D.R. de Kantzow and G.J. Giblett

Department of Agronomy and Horticultural Science
University of Sydney

Many farmers have reported poor emergence of their wheat crops following the sowing of semi-dwarf cultivars, especially when soft seed beds and wide-line and air-seeder type combines are involved.(1) We hypothesised that the seed was sown too deeply.

Samples of wheat were coated with a fine film of lead oxide, using methyl cellulose as a glue, and then poured down the boot of an operating combine. Sections of the seedbed 25cm long, 10cm deep and 10cm wide were then enclosed in a galvanised iron container, similar to an oversized matchbox, and removed. These samples were examined from above and the side using a standard X-ray diffraction machine (as used in a veterinary clinic), and allowed to germinate in a warm glasshouse. (This X-ray technique was suggested by Baker.(2))

The lead oxide coating had no deleterious effect on germination (800 seeds treated gave 96% germination, equal to the control) and allowed 85% of all seeds planted to be located in the seedbed samples without disturbing them. Barium oxide, another X-ray opaque compound, was also tested, but it was not possible to coat the seeds effectively.

The seed was not planted through the seed metering unit of the combines. as to do so required too much seed, damaged the seed coating and gave a sowing rate which was too low for reasonable estimates of the effectiveness of the sowing equipment. Three different types of cereal seeding combine were used to test the technique and to evaluate the machines themselves. The combines were a 72 run, 10 metre wide air seeder (4 tines, spaced across the machine, a well prepared seedbed). a 21 run trash-culti-drill (1 tine, new vs worn feet. cultivated vs direct seeded sites), and an 11 run, 3.3 metre combine with each tine equipped with a coulter and held almost rigid (four different points on four different tines were compared). In the case of the air seeder, the emergence for different tines ranged from 75.2% to 34.8%. The mean seed depth was 6.25cm and 9.47cm for these two tines; the wheat cultivar was 'Kite'. Over all situations examined, there was a high negative correlation between sowing depth and germination %, especially for seeds planted below 5cm.

As the warm glasshouse was an ideal environment for germination, field differences would probably be more pronounced.

Of particular significance in the light of this correlation was the measurement of substantial differences between the types of tines and widths of machines in their ability to sow seeds accurately.
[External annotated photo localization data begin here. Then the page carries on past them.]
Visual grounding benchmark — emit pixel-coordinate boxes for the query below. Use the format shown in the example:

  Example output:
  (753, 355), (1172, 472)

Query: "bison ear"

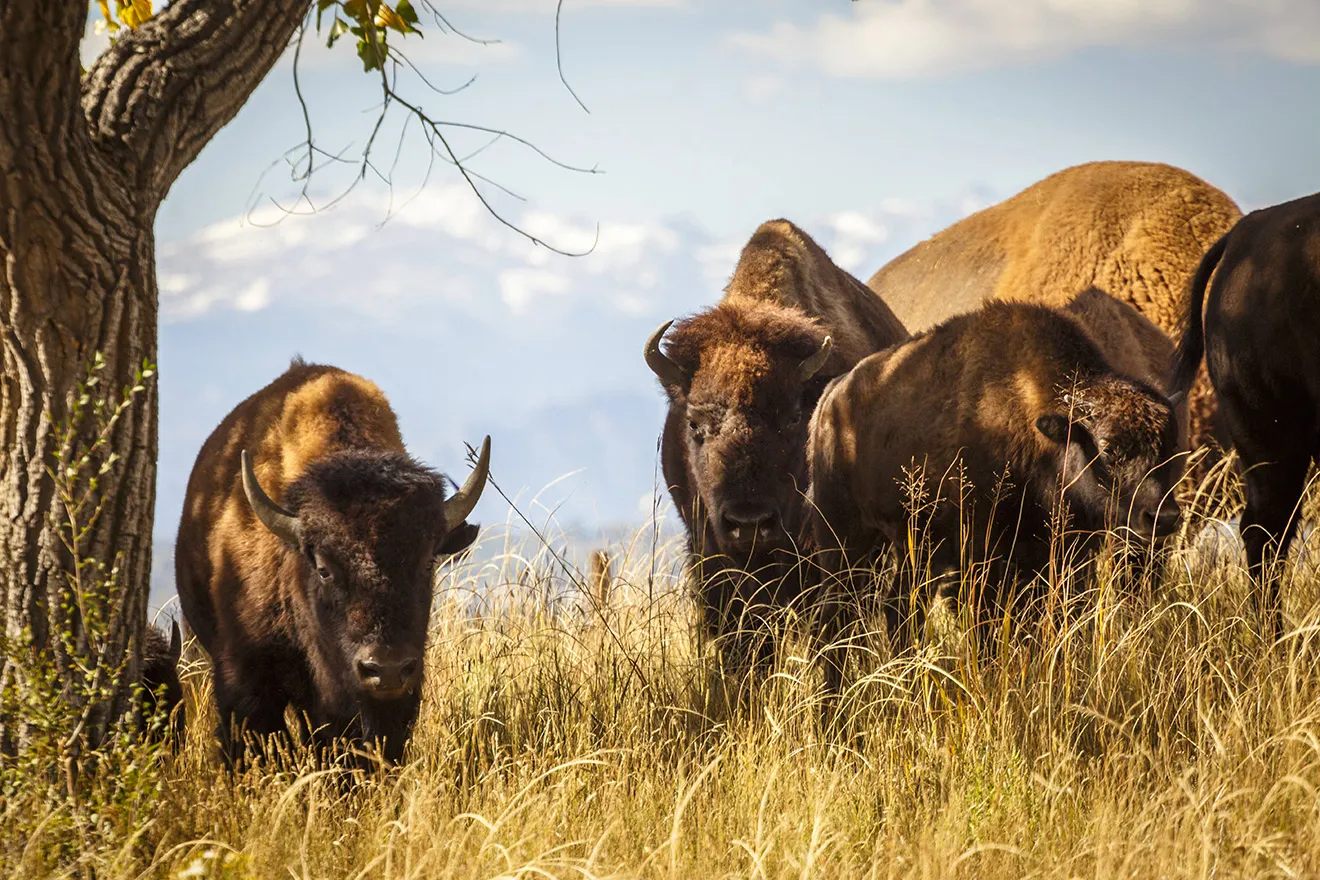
(168, 620), (182, 665)
(1036, 414), (1073, 446)
(437, 521), (480, 559)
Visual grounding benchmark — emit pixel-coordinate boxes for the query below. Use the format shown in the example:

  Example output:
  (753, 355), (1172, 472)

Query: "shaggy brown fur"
(1171, 192), (1320, 637)
(134, 621), (183, 744)
(866, 160), (1240, 452)
(175, 358), (485, 766)
(649, 219), (907, 677)
(809, 302), (1183, 687)
(1064, 287), (1189, 452)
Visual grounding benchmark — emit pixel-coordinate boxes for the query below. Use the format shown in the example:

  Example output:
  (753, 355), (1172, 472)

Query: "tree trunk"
(0, 0), (309, 754)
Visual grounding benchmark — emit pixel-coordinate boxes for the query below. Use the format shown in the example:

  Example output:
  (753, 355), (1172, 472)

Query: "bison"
(175, 359), (490, 766)
(866, 160), (1240, 454)
(809, 299), (1184, 675)
(134, 620), (184, 744)
(1171, 192), (1320, 638)
(645, 219), (907, 678)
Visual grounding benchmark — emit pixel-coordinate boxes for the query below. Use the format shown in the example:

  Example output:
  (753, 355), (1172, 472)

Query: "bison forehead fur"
(286, 450), (450, 574)
(665, 299), (829, 406)
(1067, 377), (1176, 467)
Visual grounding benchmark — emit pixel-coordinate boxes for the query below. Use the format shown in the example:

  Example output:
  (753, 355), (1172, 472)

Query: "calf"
(810, 301), (1183, 678)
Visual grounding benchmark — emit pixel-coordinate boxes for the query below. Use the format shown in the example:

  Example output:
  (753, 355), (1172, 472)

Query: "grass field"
(8, 462), (1320, 879)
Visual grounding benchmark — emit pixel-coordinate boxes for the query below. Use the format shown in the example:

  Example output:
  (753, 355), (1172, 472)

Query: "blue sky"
(81, 0), (1320, 557)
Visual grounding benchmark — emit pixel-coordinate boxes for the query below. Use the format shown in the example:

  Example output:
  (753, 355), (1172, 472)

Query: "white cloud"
(744, 74), (789, 103)
(730, 0), (1320, 79)
(499, 268), (571, 314)
(156, 183), (710, 325)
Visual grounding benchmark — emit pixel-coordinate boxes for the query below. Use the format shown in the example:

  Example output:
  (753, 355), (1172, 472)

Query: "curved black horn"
(644, 320), (688, 388)
(798, 335), (834, 382)
(443, 435), (491, 532)
(240, 450), (302, 547)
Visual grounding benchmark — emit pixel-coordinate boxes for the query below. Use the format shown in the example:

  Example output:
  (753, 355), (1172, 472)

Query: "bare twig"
(556, 0), (590, 114)
(271, 6), (601, 257)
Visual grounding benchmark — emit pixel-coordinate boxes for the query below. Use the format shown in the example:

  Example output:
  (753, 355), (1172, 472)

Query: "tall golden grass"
(8, 457), (1320, 879)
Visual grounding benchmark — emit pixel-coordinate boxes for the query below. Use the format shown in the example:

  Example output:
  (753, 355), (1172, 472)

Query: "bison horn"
(168, 620), (181, 664)
(444, 435), (491, 532)
(798, 335), (833, 382)
(644, 320), (688, 388)
(240, 450), (302, 547)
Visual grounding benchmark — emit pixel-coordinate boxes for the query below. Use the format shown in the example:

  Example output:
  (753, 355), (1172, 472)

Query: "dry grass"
(9, 462), (1320, 879)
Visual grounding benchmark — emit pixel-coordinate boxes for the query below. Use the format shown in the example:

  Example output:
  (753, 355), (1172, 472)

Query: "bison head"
(240, 438), (489, 724)
(1034, 379), (1183, 543)
(647, 301), (834, 560)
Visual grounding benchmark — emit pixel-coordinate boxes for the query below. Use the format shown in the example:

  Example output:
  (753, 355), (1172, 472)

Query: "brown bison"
(134, 620), (184, 743)
(866, 160), (1240, 452)
(809, 299), (1184, 668)
(645, 219), (907, 676)
(175, 359), (490, 765)
(1171, 192), (1320, 637)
In summary, the narrower the point used on the tine, the more rigid the tine, the narrower the combine, and the harder the seedbed being traversed by the tractor and combine, the better the level of control gained over seed placement. The worst situation was a wide machine following a tractor which left wide and deep tracks in the soft seedbed.

1. It is suggested that semi-dwarf wheat cultivars are frequently sown too deep as many combines are incapable of achieving the result required across the full width of the machine. This is especially so on soft seedbeds.

2. T. Hutchings, Wagga Wagga; P. Sparshott, Dubbo; W. Hodges, Moree, N.S.W. Pers. comm.

3. J. Baker. Agricultural Mechanisation Section, Massey University, N.Z. Pers. comm.